Today, Santa Clara Pueblo is home to as many as 2,600 people and they comprise probably the largest per capita number of artists of any North American tribe (estimates of the number of potters run as high as 1-in-4 residents).
Today's pottery from Santa Clara is typically either black or red. It is usually highly polished and designs might be deeply carved or etched ("sgraffito") into the pot's surface. The water serpent, (avanyu), is a very common traditional design motif on Santa Clara pottery. Another motif comes from the legend that a bear helped the people find water during a drought. The bear paw has appeared on much of their pottery ever since.

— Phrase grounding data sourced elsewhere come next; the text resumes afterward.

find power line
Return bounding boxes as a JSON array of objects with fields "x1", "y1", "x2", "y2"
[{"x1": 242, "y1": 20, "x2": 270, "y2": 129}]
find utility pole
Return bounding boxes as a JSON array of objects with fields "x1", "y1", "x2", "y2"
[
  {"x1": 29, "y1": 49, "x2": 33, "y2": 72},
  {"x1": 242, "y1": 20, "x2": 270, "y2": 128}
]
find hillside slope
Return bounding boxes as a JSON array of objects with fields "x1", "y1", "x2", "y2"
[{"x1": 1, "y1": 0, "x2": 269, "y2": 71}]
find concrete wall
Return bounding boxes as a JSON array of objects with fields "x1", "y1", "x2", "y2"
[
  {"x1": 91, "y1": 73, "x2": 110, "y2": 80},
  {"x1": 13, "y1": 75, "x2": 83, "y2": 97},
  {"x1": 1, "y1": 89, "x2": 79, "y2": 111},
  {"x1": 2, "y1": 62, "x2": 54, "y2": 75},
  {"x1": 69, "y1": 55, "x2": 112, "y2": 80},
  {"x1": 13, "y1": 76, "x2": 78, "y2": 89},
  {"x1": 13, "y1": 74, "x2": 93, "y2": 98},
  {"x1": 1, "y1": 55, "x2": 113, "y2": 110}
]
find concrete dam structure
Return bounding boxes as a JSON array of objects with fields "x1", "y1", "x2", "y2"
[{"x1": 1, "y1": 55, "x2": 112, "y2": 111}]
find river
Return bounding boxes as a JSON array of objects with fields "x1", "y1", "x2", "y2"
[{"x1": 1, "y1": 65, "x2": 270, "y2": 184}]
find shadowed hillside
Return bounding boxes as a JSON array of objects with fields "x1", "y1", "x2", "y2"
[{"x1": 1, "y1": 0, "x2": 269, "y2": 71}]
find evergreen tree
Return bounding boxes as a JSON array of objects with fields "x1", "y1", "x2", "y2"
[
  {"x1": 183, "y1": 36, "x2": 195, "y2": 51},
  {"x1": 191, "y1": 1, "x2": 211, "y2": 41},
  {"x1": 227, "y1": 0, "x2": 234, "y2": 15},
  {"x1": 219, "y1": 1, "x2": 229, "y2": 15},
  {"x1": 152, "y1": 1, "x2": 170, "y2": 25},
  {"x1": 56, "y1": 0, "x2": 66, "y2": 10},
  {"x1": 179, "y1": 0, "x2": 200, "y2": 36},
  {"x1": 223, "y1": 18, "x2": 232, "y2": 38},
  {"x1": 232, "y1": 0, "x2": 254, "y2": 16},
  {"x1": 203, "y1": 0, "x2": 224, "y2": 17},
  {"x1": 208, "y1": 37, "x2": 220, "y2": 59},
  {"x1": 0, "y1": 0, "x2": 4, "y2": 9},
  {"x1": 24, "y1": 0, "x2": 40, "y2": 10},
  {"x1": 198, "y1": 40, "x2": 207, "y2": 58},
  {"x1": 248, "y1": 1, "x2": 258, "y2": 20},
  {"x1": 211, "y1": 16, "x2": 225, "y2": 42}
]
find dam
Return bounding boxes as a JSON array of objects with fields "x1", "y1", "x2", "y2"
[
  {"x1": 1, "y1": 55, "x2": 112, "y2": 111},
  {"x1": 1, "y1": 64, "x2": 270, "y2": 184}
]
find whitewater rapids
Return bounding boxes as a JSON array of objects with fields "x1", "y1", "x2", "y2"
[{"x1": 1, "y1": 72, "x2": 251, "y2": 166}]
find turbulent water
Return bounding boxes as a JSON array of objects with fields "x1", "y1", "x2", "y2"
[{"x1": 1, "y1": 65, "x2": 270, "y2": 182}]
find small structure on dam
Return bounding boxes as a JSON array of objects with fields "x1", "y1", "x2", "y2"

Santa Clara has received a lot of distinction because of the evolving artistry the potters have brought to their craft. Not only did this pueblo produce excellent black and redware, several notable innovations helped move pottery from the realm of utilitarian vessels into the domain of art. Different styles of polychrome redware emerged in the 1920s-1930s. In the early 1960s experiments with stone inlay, incising and double firing began. Modern potters have also extended the tradition with unusual shapes, slips and designs, illustrating what one Santa Clara potter said: "At Santa Clara, being non-traditional is the tradition." (This refers strictly to artistic expression; the method of creating pottery remains traditional).
Santa Clara Pueblo is home to a number of famous pottery families: Tafoya, Baca, Gutierrez, Naranjo, Suazo, Chavarria, Garcia, Vigil, and Tapia - to name a few.